Mom gave me a dime and spun me toward the door out of the apartment. I’d already had six cents. Walking up 83rd Street, I went through everybody’s garbage and found five soda bottles. That made 10 cents. When Murray Parker passed me the deposit money, he made a face because I didn’t buy anything from him. I had my quarter plus a penny. The quarter triggered my dilemma: three of my favorite things cost 25 cents.
My first consideration was crap. My favorite crap combo was a 16-ounce Pepsi with Yankee Doodles, three to a pack. Brilliant! That gorgeous, swirled bottle—what a grip! I never dropped it, and I dropped everything. If other kids had 12-ounce sodas you’d torture them, finishing the 16-ouncer real slow with sound effects, “Hmmm,” “Oh my God, that’s good,” “Oooooh!” The third Yankee Doodle was a gift. You never got three things. After the second doodle, your mouth would calm down, disappointed nothing further was going in it. Then, all of a sudden, your mouth is being stuffed for a third time with fluffy chocolate cake and cavity-causing vanilla crème. If you’re lucky, a gob of crème stays on your upper lip for a while and you don’t realize it’s there until your tongue goes out for a walk and brings it back into your mouth. The third cupcake went down your throat like a royal coach.
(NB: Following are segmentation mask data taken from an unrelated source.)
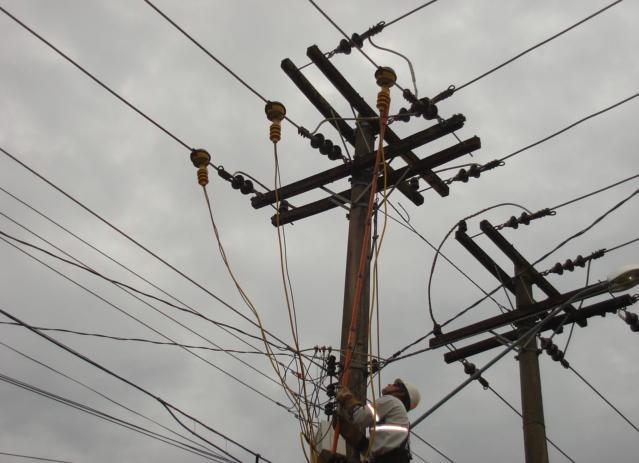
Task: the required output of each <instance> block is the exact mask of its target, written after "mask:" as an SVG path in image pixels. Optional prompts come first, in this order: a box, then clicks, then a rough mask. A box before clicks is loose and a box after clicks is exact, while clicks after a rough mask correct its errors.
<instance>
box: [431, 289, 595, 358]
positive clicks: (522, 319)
mask: <svg viewBox="0 0 639 463" xmlns="http://www.w3.org/2000/svg"><path fill="white" fill-rule="evenodd" d="M606 291H607V289H606V286H605V285H602V284H601V283H595V284H593V285H590V286H587V287H586V288H580V289H576V290H574V291H570V292H568V293H564V294H559V295H558V296H552V297H549V298H548V299H545V300H543V301H540V302H535V303H534V304H530V305H526V306H523V307H522V308H521V309H517V310H512V311H510V312H506V313H504V314H499V315H495V316H494V317H490V318H487V319H485V320H482V321H480V322H477V323H473V324H471V325H468V326H465V327H463V328H459V329H457V330H453V331H450V332H448V333H444V334H442V335H439V336H435V337H433V338H431V339H430V341H429V345H430V347H433V348H435V347H441V346H445V345H446V344H450V343H451V342H457V341H459V340H461V339H464V338H468V337H470V336H474V335H476V334H481V333H484V332H486V331H489V330H493V329H495V328H499V327H500V326H504V325H508V324H510V323H515V322H517V321H520V320H523V319H526V318H530V317H536V316H538V315H539V314H541V313H542V312H545V311H546V310H550V309H552V308H553V307H556V306H558V305H559V304H563V303H565V302H566V301H569V300H571V299H572V300H573V302H578V301H580V300H582V299H587V298H589V297H594V296H597V295H599V294H603V293H605V292H606ZM575 321H576V322H577V323H579V322H580V321H582V320H581V319H576V320H575Z"/></svg>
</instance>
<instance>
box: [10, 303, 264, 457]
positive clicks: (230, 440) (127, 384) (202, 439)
mask: <svg viewBox="0 0 639 463" xmlns="http://www.w3.org/2000/svg"><path fill="white" fill-rule="evenodd" d="M0 313H2V314H3V315H4V316H6V317H8V318H10V319H11V320H13V321H15V322H17V323H19V324H21V325H22V326H24V327H25V328H27V329H28V330H29V331H32V332H33V333H35V334H37V335H38V336H40V337H42V338H44V339H46V340H47V341H49V342H51V343H53V344H55V345H56V346H58V347H60V348H61V349H63V350H65V351H67V352H68V353H70V354H72V355H73V356H75V357H77V358H79V359H81V360H83V361H85V362H87V363H89V364H90V365H93V366H94V367H96V368H97V369H99V370H101V371H103V372H104V373H106V374H108V375H110V376H112V377H114V378H116V379H118V380H119V381H121V382H123V383H125V384H127V385H128V386H130V387H132V388H134V389H136V390H138V391H140V392H141V393H143V394H144V395H146V396H148V397H151V398H152V399H155V400H156V401H157V402H159V403H160V404H161V405H162V406H164V407H165V408H166V409H167V410H169V411H171V410H173V411H176V412H178V413H180V414H182V415H183V416H185V417H187V418H189V419H190V420H192V421H194V422H195V423H198V424H199V425H201V426H203V427H204V428H206V429H207V430H209V431H211V432H212V433H213V434H216V435H218V436H220V437H221V438H223V439H225V440H227V441H228V442H231V443H232V444H234V445H235V446H237V447H239V448H241V449H242V450H244V451H246V452H248V453H250V454H251V455H253V456H255V457H258V458H261V459H263V460H264V461H266V462H269V460H267V459H266V458H264V457H263V456H261V455H260V454H258V453H256V452H254V451H253V450H251V449H249V448H247V447H245V446H244V445H242V444H240V443H239V442H237V441H235V440H233V439H231V438H229V437H228V436H226V435H224V434H222V433H221V432H220V431H217V430H216V429H214V428H212V427H211V426H208V425H207V424H205V423H203V422H202V421H200V420H198V419H197V418H195V417H194V416H192V415H189V414H188V413H186V412H184V411H182V410H180V409H179V408H178V407H176V406H175V405H172V404H171V403H170V402H167V401H166V400H164V399H162V398H161V397H159V396H157V395H155V394H153V393H151V392H149V391H148V390H146V389H145V388H143V387H142V386H139V385H138V384H136V383H134V382H132V381H130V380H128V379H126V378H124V377H123V376H120V375H118V374H117V373H115V372H113V371H111V370H110V369H108V368H106V367H105V366H103V365H101V364H100V363H98V362H96V361H95V360H92V359H91V358H89V357H88V356H86V355H84V354H81V353H80V352H78V351H76V350H74V349H72V348H71V347H69V346H67V345H66V344H64V343H62V342H60V341H58V340H56V339H54V338H52V337H50V336H48V335H46V334H44V333H42V332H40V331H38V330H36V329H35V328H34V327H32V326H31V325H29V324H27V323H25V322H23V321H22V320H20V319H19V318H17V317H15V316H14V315H12V314H10V313H9V312H7V311H6V310H4V309H2V308H0ZM177 421H178V422H179V420H177ZM191 432H192V431H191ZM192 433H193V432H192ZM193 434H195V433H193ZM196 435H198V434H196ZM198 437H199V438H200V439H202V440H203V441H205V442H207V443H208V444H209V445H211V446H213V447H215V448H216V449H217V450H220V451H221V452H222V453H224V454H225V455H228V456H229V457H231V458H233V459H234V460H236V461H238V462H239V461H240V460H237V458H235V457H234V456H233V455H231V454H230V453H228V452H227V451H225V450H223V449H221V448H219V447H218V446H216V445H215V444H213V443H212V442H210V441H209V440H207V439H205V438H204V437H202V436H199V435H198Z"/></svg>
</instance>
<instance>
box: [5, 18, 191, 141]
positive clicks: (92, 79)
mask: <svg viewBox="0 0 639 463" xmlns="http://www.w3.org/2000/svg"><path fill="white" fill-rule="evenodd" d="M0 11H2V12H3V13H4V14H6V15H7V16H9V17H10V18H11V19H13V20H14V21H15V22H16V23H18V24H20V25H21V26H22V27H23V28H25V29H26V30H27V31H29V32H30V33H31V34H32V35H33V36H35V37H37V38H38V39H40V41H42V42H43V43H44V44H46V45H48V46H49V47H50V48H51V49H52V50H54V51H55V52H56V53H58V54H59V55H60V56H62V57H63V58H64V59H66V60H67V61H68V62H69V63H71V64H73V65H74V66H75V67H76V68H78V69H79V70H80V71H82V72H83V73H84V74H85V75H86V76H88V77H90V78H91V79H92V80H93V81H94V82H95V83H97V84H98V85H100V87H102V88H103V89H105V90H106V91H107V92H109V93H110V94H111V95H113V96H114V97H116V98H117V99H118V100H120V101H121V102H122V103H124V104H125V105H127V106H128V107H129V108H131V109H132V110H133V111H135V112H136V113H138V114H139V115H140V116H142V117H143V118H145V119H146V120H147V121H149V122H150V123H151V124H153V125H154V126H156V127H157V128H158V129H160V130H161V131H162V132H164V133H165V134H167V135H168V136H169V137H171V138H172V139H173V140H175V141H176V142H178V143H179V144H180V145H182V146H183V147H184V148H186V149H188V150H189V151H190V150H192V148H191V147H190V146H189V145H187V144H186V143H185V142H183V141H182V140H180V139H179V138H178V137H177V136H175V135H174V134H173V133H171V132H169V131H168V130H167V129H165V128H164V127H162V126H161V125H160V124H158V123H157V122H156V121H154V120H153V119H151V117H149V116H147V115H146V114H145V113H143V112H142V111H141V110H139V109H138V108H137V107H135V106H134V105H133V104H132V103H130V102H129V101H128V100H126V99H125V98H123V97H122V96H120V95H119V94H118V93H117V92H115V90H113V89H111V88H110V87H109V86H108V85H106V84H105V83H104V82H102V81H101V80H100V79H98V78H97V77H95V76H94V75H93V74H91V73H90V72H89V71H87V70H86V69H85V68H84V67H82V66H80V65H79V64H78V63H76V62H75V61H74V60H73V59H71V58H70V57H69V56H68V55H67V54H65V53H64V52H63V51H62V50H60V49H59V48H57V47H56V46H55V45H53V44H52V43H51V42H49V41H48V40H47V39H45V38H44V37H42V36H41V35H40V34H38V33H37V32H36V31H34V30H33V29H31V28H30V27H29V26H27V25H26V24H25V23H23V22H22V21H20V20H19V19H18V18H16V17H15V16H13V15H12V14H11V13H9V12H8V11H7V10H6V9H5V8H3V7H2V6H1V5H0Z"/></svg>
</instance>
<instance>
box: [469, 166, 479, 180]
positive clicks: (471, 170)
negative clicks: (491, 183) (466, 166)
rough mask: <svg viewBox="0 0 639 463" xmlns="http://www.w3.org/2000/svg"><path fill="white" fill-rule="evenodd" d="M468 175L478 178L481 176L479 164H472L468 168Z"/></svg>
mask: <svg viewBox="0 0 639 463" xmlns="http://www.w3.org/2000/svg"><path fill="white" fill-rule="evenodd" d="M468 175H469V176H471V177H475V178H479V176H480V175H481V167H480V166H479V164H473V165H471V166H470V167H469V168H468Z"/></svg>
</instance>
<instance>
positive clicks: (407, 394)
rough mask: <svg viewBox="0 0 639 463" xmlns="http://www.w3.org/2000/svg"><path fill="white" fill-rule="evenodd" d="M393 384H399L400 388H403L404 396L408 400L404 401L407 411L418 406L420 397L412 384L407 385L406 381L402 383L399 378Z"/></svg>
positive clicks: (407, 383) (418, 393) (414, 386)
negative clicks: (401, 386) (404, 402)
mask: <svg viewBox="0 0 639 463" xmlns="http://www.w3.org/2000/svg"><path fill="white" fill-rule="evenodd" d="M395 384H401V385H402V386H404V389H405V390H406V394H407V395H408V400H407V401H406V402H407V405H408V407H407V408H408V410H412V409H413V408H415V407H417V405H419V401H420V400H421V398H422V395H421V394H420V393H419V389H417V388H416V387H415V385H414V384H412V383H409V382H408V381H404V380H403V379H401V378H397V379H396V380H395Z"/></svg>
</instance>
Occasionally, I’d ignore my stomach and consider choice number two: a balsa wood glider. They all had names—“Hornet,” “Mustang” or “Scout.” The aircraft’s propeller was powered by a rubber band. In a classroom, you could make a plane out of a sheet of loose leaf and, at best, clock a kid in the noggin four or five rows away. With a propeller on your plane, you were going places. Exotic flight plans danced through my head before the first journey. Sometimes there was no second flight. The plane was fragile. This was a short-lived toy, like having a butterfly for a pet.
Winding the propeller up, I’d send her off. The glider sailed passed the German butcher. narrowly missing the store’s awning. Climbing to the second story it veered left, hitting a wall of wind, did two quick loops and landed on a fire escape.
The painful memory of these lost aircraft led me to door number three: a Spauldeen. A high-bouncing, reject tennis ball. You tested its quality by dropping it from shoulder height—the one you picked must have superior bounce.
In Joe’s Candy Store, I’d proceed with my ritual. During a test, you developed immunity to being shooed away.
“Pick a ball and get out of here.”
“That’s what I’m trying to do.”
“They’re all good.” He grabbed one and squeezed it. “See?”
He almost smiled. This frightened me.
“Yes,” I said, “but one of them is better than all the others.”
“You just tried that one,” he said.
“Not true. I have a system. I repeat no ball.”
“I repeat: Pick a friggin’ ball. Now!”
I found one, said, “Bye, Joe,” and left a quarter on the counter.
Working my way down my street, I joined games in progress that moved me:Ace, King, Queen, and then some Off the Point. Finally, I’d run over to Central Park and find a perfect spot in the middle of the Great Lawn, lie on my back and toss the ball as high as possible, over, over and over again. Nothing eased loneliness like a game of catch—even when it was just my Spauldeen and me.
2 comments:
My brother and I visited our Grandma near 2nd & 86th from the late 60s and early 70s. She was on an upper floor of an ancient building. We would play catch from the fire escape to the street and back with our cousin Leo, throwing one of those Spaulding balls from the street to fire escape and back.
Thank you, Pablo, for sharing your experience. 2nd Ave & 86th Street was the center of the Yorkville universe in the 1960s & 1970s.